Nicht selten fragte sich Yuri, ob es an ihm lag, dass er mit niemandem klarkam. Er tat sein Bestes, freundlich und respektvoll mit seinen Mitmenschen umzugehen, aber das schien nicht zu funktionieren. Wenn er seine Meinung für sich behielt, galt er als langweilig, und wenn er sie aussprach, wurde er als zurückgeblieben, dumm und behindert bezeichnet. Besonders schlimm war es gewesen, als Yuri mal geäußert hatte, dass er Homosexuelle nicht als Abschaum, sondern als vollwertige Menschen ansah. Seine Klassenkameraden hatten sofort gedacht, dass Yuri selbst auch schwul sei, und sich über ihn lustig gemacht, aber keiner von ihnen wusste, dass sie damit richtig lagen. Außerdem--
 

„Hallo? Yuri? Ich rede mit dir!“

Angesprochener zuckte erschrocken zusammen, hob den Blick und sah direkt in das verzerrte Gesicht seiner Lehrerin, die sich vor seinem Tisch aufgebaut hatte.

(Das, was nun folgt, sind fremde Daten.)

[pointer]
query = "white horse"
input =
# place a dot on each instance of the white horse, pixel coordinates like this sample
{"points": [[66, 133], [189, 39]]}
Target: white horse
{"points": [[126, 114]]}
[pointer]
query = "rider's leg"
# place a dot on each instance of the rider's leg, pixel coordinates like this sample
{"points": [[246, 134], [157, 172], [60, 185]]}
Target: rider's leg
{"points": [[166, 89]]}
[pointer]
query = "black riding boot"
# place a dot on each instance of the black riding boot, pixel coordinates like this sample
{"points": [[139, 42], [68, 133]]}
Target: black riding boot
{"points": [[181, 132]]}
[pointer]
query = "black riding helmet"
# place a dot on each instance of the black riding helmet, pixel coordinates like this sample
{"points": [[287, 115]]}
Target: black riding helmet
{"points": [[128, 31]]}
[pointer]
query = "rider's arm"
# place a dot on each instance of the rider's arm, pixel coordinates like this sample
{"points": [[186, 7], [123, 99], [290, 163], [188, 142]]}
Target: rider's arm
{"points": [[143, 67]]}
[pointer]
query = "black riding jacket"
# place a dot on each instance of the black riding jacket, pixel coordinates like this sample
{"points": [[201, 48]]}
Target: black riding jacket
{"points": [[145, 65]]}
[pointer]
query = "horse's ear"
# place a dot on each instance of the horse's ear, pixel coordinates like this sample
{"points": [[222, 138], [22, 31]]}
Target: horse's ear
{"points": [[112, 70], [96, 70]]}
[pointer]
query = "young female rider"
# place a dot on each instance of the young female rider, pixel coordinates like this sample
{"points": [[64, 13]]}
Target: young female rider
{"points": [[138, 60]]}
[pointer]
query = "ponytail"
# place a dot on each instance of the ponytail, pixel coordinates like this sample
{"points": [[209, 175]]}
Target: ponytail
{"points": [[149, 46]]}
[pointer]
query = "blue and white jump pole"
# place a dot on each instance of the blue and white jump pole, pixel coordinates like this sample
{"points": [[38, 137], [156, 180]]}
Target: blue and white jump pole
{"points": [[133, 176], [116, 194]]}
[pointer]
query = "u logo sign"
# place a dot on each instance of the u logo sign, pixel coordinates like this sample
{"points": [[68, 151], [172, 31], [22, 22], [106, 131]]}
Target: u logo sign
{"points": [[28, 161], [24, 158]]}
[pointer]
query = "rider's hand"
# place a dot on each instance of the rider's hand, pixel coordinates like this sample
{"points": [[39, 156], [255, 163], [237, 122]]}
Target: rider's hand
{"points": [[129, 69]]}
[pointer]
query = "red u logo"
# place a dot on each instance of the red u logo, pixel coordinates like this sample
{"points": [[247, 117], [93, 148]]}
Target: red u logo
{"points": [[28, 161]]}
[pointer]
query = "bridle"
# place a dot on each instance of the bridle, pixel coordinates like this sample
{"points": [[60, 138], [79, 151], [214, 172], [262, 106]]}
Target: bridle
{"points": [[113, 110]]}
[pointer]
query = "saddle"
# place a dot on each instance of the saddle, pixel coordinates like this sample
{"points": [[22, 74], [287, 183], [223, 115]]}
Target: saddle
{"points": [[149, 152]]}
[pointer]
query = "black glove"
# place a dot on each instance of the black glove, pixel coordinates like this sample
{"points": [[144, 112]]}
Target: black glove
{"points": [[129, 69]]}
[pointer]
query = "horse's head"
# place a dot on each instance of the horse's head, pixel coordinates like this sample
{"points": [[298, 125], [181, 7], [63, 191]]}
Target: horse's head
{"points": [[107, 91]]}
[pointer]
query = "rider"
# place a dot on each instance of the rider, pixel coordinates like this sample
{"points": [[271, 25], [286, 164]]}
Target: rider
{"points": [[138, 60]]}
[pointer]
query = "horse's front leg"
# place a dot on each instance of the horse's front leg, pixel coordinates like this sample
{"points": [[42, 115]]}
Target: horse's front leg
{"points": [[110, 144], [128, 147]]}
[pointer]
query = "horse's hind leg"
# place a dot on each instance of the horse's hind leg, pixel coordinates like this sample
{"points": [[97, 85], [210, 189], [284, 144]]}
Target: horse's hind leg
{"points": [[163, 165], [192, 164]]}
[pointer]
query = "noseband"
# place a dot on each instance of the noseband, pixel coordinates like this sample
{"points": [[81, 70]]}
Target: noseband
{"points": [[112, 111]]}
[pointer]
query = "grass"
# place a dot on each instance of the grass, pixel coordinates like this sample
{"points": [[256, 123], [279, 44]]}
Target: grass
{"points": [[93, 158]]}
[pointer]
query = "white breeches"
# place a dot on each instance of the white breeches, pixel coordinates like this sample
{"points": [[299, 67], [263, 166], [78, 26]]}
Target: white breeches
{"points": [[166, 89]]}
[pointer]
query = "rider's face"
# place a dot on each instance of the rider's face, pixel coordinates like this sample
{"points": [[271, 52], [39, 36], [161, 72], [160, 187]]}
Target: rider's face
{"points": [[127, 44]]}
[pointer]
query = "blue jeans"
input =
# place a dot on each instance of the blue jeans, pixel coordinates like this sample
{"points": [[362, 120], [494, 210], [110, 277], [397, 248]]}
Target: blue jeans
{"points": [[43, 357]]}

„Was soll das? Bin ich es nicht wert, dass du mir zuhörst?“

„N-nein, ich...“, stammelte er überfordert und ließ sein Handy hastig in seiner Tasche verschwinden. „Es t-tut mir leid. Ich war... gedanklich woanders.“

Yuri spürte, wie ihm das Blut ins Gesicht schoss. Seine Mitschüler lachten und einer von ihnen äffte sein Stottern nach.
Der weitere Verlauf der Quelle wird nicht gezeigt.